第12章 超洗剤クリスマス【チョロ松ルート】
クリスマスにこうやって一緒に歩けるの嬉しいな……。
チョロ松くんの手を強く握ると、彼もまたぎゅっと強く握り返してくる。
「ふふっ!」
私たちは顔を見合わせ、同時に笑った。
「ねぇ、愛菜ちゃん。さっきはどうして僕のこと分かったの? みんな同じ格好してたのに」
チョロ松くんに言われ、どうしてだろうと私も考える。
勘と言ってしまえばそれまでだけど……。
「どうして選べたのかは自分でも分からないけど、抱きついた時は『絶対に間違っていないな』って思ったよ」
「なんで?」
「抱き締めた時にね、すっごく優しい匂いがしたの。チョロ松くんの匂いだから、すぐ分かった」
「匂い……」
「うん! 私、チョロ松くんの匂い大好きなんだぁ。すごく落ち着く」
チョロ松くんの腕にしがみついて、顔を押し付け、くんくんと匂いを嗅ぐ。
うん、これこれ。ふわっと香る大好きな匂い。
「え、そ、そうなんだ。

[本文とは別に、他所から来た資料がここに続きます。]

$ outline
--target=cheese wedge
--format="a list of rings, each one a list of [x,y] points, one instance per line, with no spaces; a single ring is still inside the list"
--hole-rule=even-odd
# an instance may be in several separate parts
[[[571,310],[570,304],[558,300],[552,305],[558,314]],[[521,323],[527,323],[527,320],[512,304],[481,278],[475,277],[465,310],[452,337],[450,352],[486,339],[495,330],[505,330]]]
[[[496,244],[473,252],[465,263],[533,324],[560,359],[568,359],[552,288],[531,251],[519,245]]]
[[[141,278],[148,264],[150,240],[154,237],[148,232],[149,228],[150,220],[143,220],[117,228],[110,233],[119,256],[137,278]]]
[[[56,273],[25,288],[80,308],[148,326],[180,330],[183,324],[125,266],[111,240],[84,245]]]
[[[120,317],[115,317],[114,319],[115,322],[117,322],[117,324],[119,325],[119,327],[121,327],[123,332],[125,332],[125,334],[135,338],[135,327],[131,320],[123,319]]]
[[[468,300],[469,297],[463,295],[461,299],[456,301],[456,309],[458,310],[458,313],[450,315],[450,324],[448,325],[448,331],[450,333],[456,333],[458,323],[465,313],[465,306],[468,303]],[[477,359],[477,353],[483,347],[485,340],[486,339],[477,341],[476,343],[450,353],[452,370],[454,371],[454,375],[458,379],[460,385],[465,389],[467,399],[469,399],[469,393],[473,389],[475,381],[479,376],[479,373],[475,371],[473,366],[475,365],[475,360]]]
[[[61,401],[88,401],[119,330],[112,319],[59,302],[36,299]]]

そ、そっかあ……僕も愛菜ちゃんの匂い大好きだけど……」
チョロ松くんが恥ずかしそうに小さい声で言う。
「ほんと? ありがと」
「うん、今晩一緒にいられるなら、愛菜ちゃんの匂いに包まれて寝たいなあ……って、あ、変な意味じゃないからねっ!」
「ふふふ」
話しながら歩いていると、気づけば私たちは赤塚公園まで来ていた。思っていたよりも駅から遠くはなかったみたいだ。
早速、中に入ろうとした時、私は公園から出てきた人とぶつかってしまった。
「あっ、すみません……」
慌てて頭を下げる。
「ホエホエ〜こちらこそダス!」
聞き覚えのある男性の声が返ってきた。